12
SHIRLEY.
It was then explained that some police intelligence about the rioters of whom he was in pursuit, had, that morning, called him away to Birmingham, and probably a fortnight might elapse ere he returned.
"He is not aware that Miss Helstone is very ill?"
"Oh! no. He thought, like me, that she had only a bad cold."
After this visit, Mrs. Pryor took care not to approach Caroline's couch for above an hour: she heard her weep, and dared not look on her tears.

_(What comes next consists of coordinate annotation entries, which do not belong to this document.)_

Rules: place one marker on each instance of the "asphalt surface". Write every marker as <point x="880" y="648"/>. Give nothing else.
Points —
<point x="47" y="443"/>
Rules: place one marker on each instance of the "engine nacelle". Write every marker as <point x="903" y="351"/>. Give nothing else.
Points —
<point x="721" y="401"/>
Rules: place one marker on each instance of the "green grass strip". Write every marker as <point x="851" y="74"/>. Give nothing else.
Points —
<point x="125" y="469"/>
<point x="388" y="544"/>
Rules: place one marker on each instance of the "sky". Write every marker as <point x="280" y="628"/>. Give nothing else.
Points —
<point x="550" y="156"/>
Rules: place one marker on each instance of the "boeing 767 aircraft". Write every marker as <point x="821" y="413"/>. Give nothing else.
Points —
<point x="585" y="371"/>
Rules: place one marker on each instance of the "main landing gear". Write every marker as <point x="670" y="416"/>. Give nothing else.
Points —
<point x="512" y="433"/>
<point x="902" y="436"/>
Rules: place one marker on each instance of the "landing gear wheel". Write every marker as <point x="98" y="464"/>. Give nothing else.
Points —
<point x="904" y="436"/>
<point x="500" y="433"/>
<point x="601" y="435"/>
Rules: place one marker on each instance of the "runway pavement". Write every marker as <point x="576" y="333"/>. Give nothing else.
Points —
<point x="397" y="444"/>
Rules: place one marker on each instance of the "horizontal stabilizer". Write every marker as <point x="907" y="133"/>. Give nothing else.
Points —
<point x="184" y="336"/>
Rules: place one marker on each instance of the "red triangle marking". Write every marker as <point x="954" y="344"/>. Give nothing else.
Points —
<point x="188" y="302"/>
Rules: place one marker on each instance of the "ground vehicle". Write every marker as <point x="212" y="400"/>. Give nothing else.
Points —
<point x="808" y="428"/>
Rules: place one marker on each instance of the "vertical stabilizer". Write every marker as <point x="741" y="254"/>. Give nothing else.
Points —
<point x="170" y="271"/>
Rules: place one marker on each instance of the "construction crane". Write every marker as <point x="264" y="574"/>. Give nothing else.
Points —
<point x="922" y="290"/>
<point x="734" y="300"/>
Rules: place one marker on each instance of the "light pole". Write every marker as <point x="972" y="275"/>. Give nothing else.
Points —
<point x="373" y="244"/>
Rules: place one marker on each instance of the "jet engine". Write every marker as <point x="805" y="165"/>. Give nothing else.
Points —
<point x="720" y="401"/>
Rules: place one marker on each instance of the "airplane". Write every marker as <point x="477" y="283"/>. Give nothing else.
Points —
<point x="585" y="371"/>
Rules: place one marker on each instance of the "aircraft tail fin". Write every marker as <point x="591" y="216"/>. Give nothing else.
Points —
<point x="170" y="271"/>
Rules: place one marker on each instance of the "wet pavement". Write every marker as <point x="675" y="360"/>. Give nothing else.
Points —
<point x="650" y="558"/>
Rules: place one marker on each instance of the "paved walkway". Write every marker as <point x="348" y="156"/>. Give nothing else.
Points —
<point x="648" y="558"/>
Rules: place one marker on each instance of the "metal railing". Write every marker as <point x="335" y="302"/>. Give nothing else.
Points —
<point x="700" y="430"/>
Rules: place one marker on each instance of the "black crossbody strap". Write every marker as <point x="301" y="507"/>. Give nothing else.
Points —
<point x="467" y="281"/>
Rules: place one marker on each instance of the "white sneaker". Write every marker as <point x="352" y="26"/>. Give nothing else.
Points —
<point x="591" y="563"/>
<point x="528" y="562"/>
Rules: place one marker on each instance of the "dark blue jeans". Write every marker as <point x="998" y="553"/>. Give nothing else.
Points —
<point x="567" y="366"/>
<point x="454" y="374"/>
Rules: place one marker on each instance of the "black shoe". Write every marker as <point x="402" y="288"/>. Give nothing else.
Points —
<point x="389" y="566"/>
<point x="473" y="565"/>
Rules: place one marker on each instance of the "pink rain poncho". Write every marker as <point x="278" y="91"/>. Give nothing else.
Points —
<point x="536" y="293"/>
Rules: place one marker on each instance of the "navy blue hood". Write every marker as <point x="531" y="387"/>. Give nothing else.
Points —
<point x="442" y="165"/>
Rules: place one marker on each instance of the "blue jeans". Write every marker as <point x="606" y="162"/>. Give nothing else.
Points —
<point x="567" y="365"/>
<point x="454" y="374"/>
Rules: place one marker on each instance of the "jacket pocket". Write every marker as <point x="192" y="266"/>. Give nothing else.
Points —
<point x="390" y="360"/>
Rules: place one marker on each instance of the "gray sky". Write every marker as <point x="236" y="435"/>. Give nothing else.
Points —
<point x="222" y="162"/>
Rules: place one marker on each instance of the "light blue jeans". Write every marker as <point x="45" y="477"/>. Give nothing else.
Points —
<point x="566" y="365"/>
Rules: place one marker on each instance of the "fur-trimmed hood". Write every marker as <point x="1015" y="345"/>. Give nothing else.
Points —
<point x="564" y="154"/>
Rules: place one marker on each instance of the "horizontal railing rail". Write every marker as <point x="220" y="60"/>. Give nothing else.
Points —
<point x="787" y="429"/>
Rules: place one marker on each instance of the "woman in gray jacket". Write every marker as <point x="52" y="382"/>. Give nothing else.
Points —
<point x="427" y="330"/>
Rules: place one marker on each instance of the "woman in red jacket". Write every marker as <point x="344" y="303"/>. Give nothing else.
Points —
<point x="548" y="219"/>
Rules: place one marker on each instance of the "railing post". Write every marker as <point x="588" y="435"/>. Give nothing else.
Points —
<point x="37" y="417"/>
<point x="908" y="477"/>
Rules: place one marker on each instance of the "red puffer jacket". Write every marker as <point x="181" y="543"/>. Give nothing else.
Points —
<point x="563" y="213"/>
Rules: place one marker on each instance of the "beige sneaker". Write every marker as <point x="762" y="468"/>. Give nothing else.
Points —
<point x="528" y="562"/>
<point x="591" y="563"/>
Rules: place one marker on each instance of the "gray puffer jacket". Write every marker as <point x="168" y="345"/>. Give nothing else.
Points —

As evening closed in, she brought her some tea. Caroline, opening her eyes from a moment's slumber, viewed her nurse with an unrecognising glance.
"I smelt the honeysuckles in the glen this summer-morning," she said, "as I stood at the counting-house window."
Strange words like these from pallid lips pierce a loving listener's heart more poignantly than steel. They sound romantic, perhaps, in books: in real life, they are harrowing.
"My darling, do you know me?" said Mrs. Pryor.
"I went in to call Robert to breakfast: I have been with him in the garden: he asked me to go: a heavy dew has refreshed the flowers: the peaches are ripening."
"My darling! my darling!" again and again repeated the nurse.
"I thought it was daylight—long after sunrise: it looks dark—is the moon not set?"